Ruth se percató de que, en De Wallen, no hacía falta pagar a una prostituta para ver a alguien realizando el acto sexual. Por tanto, la motivación para hacer eso debía proceder del mismo joven y del carácter de la escritora madura, o sólo de ésta. En su relación debería haber un elemento especial o una carencia. Al fin y al cabo, en el Centro de Espectáculos Eróticos uno podía pagar por entrar en una cabina de video. SENCILLAMENTE Los MEJORES, decía el anuncio. El Show de Porno en Vivo prometía ACTOS SEXUALES AUTÉNTICOS, y el anuncio de otro local decía SEXO REAL SOBRE EL ESCENARIO. Allí no era necesario hacer ningún esfuerzo especial para practicar el voyeurismo
Una novela siempre es más complicada de lo que parece al principio. La verdad es que ha de ser más complicada de lo que parece al principio
Por lo menos Ruth se consoló un poco al comprobar que los artículos "especiales para SM" de la sex shop no habían cambiado. La vagina de goma que la vez anterior le pareció una tortilla seguía suspendida del techo de la tienda, aunque la liga de la que ahora pendía era negra, no roja. Y nadie había comprado el cómico consolador con un cencerro sujeto a aquél con una correa de cuero. Los látigos aún estaban expuestos, y las peras para enemas se presentaban en el mismo orden de tamaños (u otro similar). Incluso el puño de goma había resistido el paso del tiempo sin que nadie lo tocara, tan desafiante y tan rechazado como siempre, pensó Ruth…, es decir, confió en que así fuera
Pasada la medianoche, Maarten y Sylvia acompañaron a Ruth a su hotel. La escritora se había fijado atentamente en la ruta seguida. Una vez en el vestíbulo, se despidió de ellos al estilo holandés, besándolos tres veces, pero de una manera más rápida y prosaica que cuando Rooie la besó a ella. Entonces subió a su habitación y se cambió de ropa.

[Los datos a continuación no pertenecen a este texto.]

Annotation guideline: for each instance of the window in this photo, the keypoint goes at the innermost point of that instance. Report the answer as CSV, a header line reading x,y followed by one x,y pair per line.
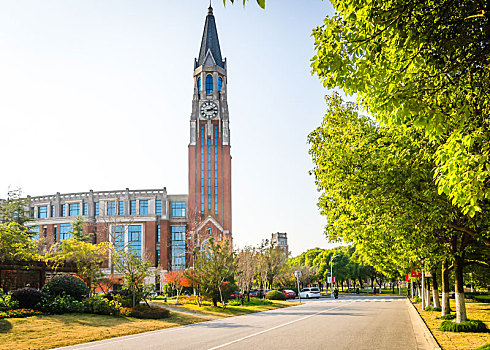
x,y
42,212
74,209
209,84
178,247
34,230
158,207
65,232
134,239
111,208
202,169
144,207
178,209
118,237
216,170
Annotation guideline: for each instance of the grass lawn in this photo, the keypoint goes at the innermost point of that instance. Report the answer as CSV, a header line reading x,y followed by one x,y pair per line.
x,y
231,310
45,332
459,341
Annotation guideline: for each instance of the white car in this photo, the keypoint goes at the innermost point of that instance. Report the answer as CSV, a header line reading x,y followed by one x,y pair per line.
x,y
310,292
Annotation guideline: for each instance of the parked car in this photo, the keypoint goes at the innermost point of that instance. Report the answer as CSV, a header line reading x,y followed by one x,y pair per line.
x,y
310,292
290,294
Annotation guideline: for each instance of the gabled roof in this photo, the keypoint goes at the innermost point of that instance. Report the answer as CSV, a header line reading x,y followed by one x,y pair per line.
x,y
210,42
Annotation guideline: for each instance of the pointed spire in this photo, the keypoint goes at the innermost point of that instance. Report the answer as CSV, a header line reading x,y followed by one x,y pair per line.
x,y
210,41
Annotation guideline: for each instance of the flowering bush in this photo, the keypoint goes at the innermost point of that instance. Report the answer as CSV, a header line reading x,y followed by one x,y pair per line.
x,y
6,301
61,305
19,313
102,306
28,298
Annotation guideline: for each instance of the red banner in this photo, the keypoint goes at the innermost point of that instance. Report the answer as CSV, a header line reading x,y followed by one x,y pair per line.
x,y
414,273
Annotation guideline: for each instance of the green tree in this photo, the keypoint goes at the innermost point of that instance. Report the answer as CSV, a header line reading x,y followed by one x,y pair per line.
x,y
87,257
134,270
424,64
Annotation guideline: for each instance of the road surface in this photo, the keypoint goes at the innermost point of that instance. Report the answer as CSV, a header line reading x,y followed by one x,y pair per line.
x,y
352,322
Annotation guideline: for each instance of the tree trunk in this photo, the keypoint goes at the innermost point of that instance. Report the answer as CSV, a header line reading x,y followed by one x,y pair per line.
x,y
435,289
459,289
446,309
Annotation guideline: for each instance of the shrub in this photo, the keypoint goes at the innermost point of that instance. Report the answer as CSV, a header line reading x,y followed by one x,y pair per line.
x,y
466,326
482,298
430,308
66,285
275,295
145,312
28,298
62,304
102,306
19,313
6,301
448,317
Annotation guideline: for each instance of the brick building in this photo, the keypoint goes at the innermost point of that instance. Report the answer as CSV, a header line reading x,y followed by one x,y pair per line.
x,y
159,226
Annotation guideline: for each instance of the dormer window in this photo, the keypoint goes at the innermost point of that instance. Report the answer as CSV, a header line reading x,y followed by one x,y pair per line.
x,y
209,84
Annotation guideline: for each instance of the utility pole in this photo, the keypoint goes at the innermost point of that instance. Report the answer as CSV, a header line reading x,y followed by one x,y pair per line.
x,y
331,275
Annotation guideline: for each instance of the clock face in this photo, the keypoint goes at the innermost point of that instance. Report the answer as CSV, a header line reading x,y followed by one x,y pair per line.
x,y
209,110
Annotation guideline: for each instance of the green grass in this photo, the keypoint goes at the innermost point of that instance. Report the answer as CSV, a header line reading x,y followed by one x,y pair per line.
x,y
46,332
466,326
231,309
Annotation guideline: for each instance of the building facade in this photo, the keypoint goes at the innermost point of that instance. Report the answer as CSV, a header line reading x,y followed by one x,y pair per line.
x,y
157,226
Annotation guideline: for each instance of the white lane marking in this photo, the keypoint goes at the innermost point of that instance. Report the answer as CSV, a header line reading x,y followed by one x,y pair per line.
x,y
276,327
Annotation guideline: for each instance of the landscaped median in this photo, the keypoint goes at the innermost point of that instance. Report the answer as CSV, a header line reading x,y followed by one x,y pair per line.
x,y
458,340
233,307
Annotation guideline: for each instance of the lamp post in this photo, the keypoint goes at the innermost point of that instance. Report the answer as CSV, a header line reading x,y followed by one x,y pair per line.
x,y
331,275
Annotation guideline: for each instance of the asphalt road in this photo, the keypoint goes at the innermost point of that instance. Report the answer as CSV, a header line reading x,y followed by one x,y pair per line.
x,y
357,322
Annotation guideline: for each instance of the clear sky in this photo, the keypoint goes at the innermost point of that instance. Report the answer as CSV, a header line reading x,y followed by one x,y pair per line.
x,y
96,94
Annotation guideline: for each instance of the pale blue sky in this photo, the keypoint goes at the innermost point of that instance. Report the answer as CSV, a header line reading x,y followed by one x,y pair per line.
x,y
96,94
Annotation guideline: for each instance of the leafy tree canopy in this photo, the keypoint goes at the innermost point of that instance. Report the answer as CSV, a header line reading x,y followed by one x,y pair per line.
x,y
422,63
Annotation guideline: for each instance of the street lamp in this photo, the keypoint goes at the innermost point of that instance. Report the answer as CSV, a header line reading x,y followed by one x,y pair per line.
x,y
331,275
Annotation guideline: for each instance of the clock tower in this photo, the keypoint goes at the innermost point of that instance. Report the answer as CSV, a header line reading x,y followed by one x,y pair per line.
x,y
209,148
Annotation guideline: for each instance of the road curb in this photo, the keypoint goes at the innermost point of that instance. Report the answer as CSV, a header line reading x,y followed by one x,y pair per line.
x,y
418,322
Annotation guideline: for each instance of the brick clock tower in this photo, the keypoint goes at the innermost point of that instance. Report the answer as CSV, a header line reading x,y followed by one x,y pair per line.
x,y
209,148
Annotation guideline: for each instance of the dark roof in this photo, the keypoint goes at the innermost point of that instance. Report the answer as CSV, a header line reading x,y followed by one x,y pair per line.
x,y
210,42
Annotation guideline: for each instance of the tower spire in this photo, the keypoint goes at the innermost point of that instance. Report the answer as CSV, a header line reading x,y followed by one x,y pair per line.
x,y
210,42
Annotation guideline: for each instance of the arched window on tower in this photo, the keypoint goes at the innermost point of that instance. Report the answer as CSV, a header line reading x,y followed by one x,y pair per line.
x,y
209,84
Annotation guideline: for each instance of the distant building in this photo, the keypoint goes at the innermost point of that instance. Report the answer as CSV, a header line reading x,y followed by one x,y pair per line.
x,y
153,224
280,239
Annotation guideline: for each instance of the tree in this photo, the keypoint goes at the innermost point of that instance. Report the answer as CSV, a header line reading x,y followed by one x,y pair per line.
x,y
133,271
377,190
214,269
178,280
246,269
87,257
423,64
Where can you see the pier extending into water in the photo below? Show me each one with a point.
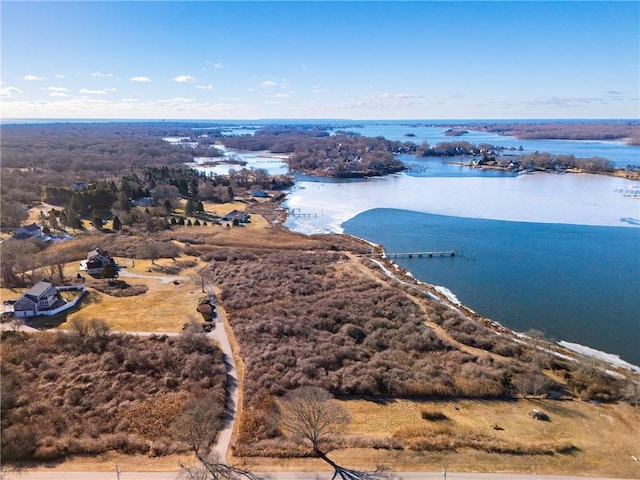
(297, 213)
(443, 253)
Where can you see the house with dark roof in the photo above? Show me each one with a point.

Se puso unos tejanos más viejos y descoloridos y una sudadera azul marino que le iba demasiado grande. No le sentaba bien, pero casi le disimulaba los senos. También se puso los zapatos más cómodos que tenía, unos mocasines de ante negro
Aguardó durante quince minutos en su habitación antes de abandonar el hotel. Era la una menos cuarto de la madrugada, pero no tardaría ni cinco minutos en llegar hasta la calle de las prostitutas más prósperas. No se había propuesto visitar a Rooie a aquellas horas, pero quería tener un atisbo de ella en su escaparate, y se decía que tal vez podría ver cómo atraía a un cliente a su habitación. Al día siguiente, o al otro, le haría una visita
La experiencia que hasta entonces había tenido Ruth con las prostitutas debería haberla aleccionado. Era evidente que su capacidad de prever lo que podía suceder en el mundo de la prostitución no estaba tan desarrollada como sus habilidades de novelista. Cabría esperar de ella cierta cautela, que fuese consciente de su poca preparación para relacionarse con esa clase de mujeres… pues allí, en la Bergstraat, en el que creía que era el escaparate de Rooie, estaba sentada una mujer mucho más vulgar y joven que Rooie. Ruth reconoció el top que había visto colgado en el estrecho ropero de la prostituta. Era negro y el escote se abrochaba con unos cierres a presión de plata, pero la muchacha tenía un pecho demasiado abundante para que pudiera abrocharse del todo la prenda. Por debajo de la profunda hendidura entre los senos, por debajo del top, el fofo vientre de la muchacha pendía sobre una braguita negra, que estaba rota y tenía la cintura desgarrada. La cinta elástica blanca contrastaba con la negrura de la braga y con el michelín de carne cetrina que formaba el amplio vientre de la gorda muchacha. Tal vez estuviera embarazada, pero de las bolsas grisáceas bajo los ojos de la joven prostituta se deducía que estaba tan dañada interiormente que su capacidad reproductiva era mínima
– ¿Dónde está Rooie? -le preguntó Ruth
La chica gorda bajó del taburete y entreabrió la puerta.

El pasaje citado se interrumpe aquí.